Non stupisce l’entusiasmo di Queneau per N’avez-vous pas froid (questo il titolo originale): è un libro scritto tutto in equilibrio su una lama, se metti un piede in fallo cadi e ti squarci. Una tale mancanza di appigli, una nudità così scoperta non poteva non piacere a Queneau. Non tanto per la storia, ma per come è raccontata. C’è un romanzo di Queneau, meno noto rispetto ai maggiori, e che è tra i suoi più belli, Chêne et chien, quercia e cane, così intitolato perché la quercia spinge i suoi rami in alto e il cane sta con il naso attaccato a terra, volendone sentir gli odori (intime, inscindibili pulsioni). Per quel romanzo Queneau si è inventato una lingua, in quel caso non il neo-francese, scrittura fonetica per ridere di cui ha dato esempi celeberrimi in Zazie. No, in Quercia e cane si è inventato un fraseggio che sembra in versi, che va letto come fosse musica, ma è romanzo. Così nuovo, eppure agli antipodi rispetto alla sperimentazione avanguardistica, quasi uno sberleffo nei confronti del Surrealismo. In quel romanzo, anche Queneau racconta di una separazione e della solitudine e di paure e di corpi, spezzati, e del silenzio. “Ascolta il mio cuore che ti manda frasi”, scrive Georges a Dora nella prima lettera, datata 26 dicembre 1960. Sarà suggestione? Il libro è a battiti, ogni emissione è pulsata, sistole e diastole, la pompa del cuore.

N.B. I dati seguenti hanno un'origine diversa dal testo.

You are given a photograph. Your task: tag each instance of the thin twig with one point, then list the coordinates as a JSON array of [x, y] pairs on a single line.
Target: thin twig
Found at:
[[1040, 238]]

“Dora, cosa farai della tua vita fratturata?”, chiede il marito, che è pastore protestante, rimasto a Parigi, a casa, sotto il tetto coniugale, alla moglie che è fuggita, in Svizzera, lasciando anche i figli, dopo dieci anni di matrimonio, e un’apparenza felice. Nella realtà c’è stata effettivamente rottura tra il marito, realmente pastore protestante, e lei, l’autrice, messasi proprio allora a scrivere frasi spezzate, quelle frasi che Michel Leiris e Raymond Queneau fecero pubblicare da Gallimard. Ma non c’è un attimo, grazie anche alla traduzione misurata di Silvia Marzocchi, in cui venga da pensare che le lettere siano di una donna. Il romanzo delle lettere sta tutto in questa finzione: a esprimersi è lui, lui interroga lei sulle ragioni e non ragioni della rottura. L’autrice lo fa, s’insinua nella scrittura del marito, per porre a se stessa quelle domande. Che sono senza risposta, come lo è qualunque romanzo, ma che vanno poste e che solo la finzione del romanzo permette di porre con tale ferma, scandita presenza.

Ed è allo stesso tempo l’oggettivazione della romanziera a trasformare le tante riflessioni del pastore su di sé nel progressivo comporsi di un (auto)ritratto che sovrappone i tratti di Georges e quelli di Dora, della quercia e del cane i quali, entrambi, agiscono e pensano in ognuno dei due. L’ultima lettera datata è del 2 giugno 1961, con cui la storia si chiude.

Interessante la postfazione di Annalisa Lombardi che illustra e argomenta la “poetica bessettiana della disarticolazione della frase”. Ed anche, in parallelo, la figura della sottrazione come costante della scrittura di Hélène Bessette, la cui Dora, evocando una più nota Nora, ne sarebbe l’erede, ormai assente dalla pagina, allontanata, per meglio mettere a fuoco quello che è stato, letterariamente, dopo di lei.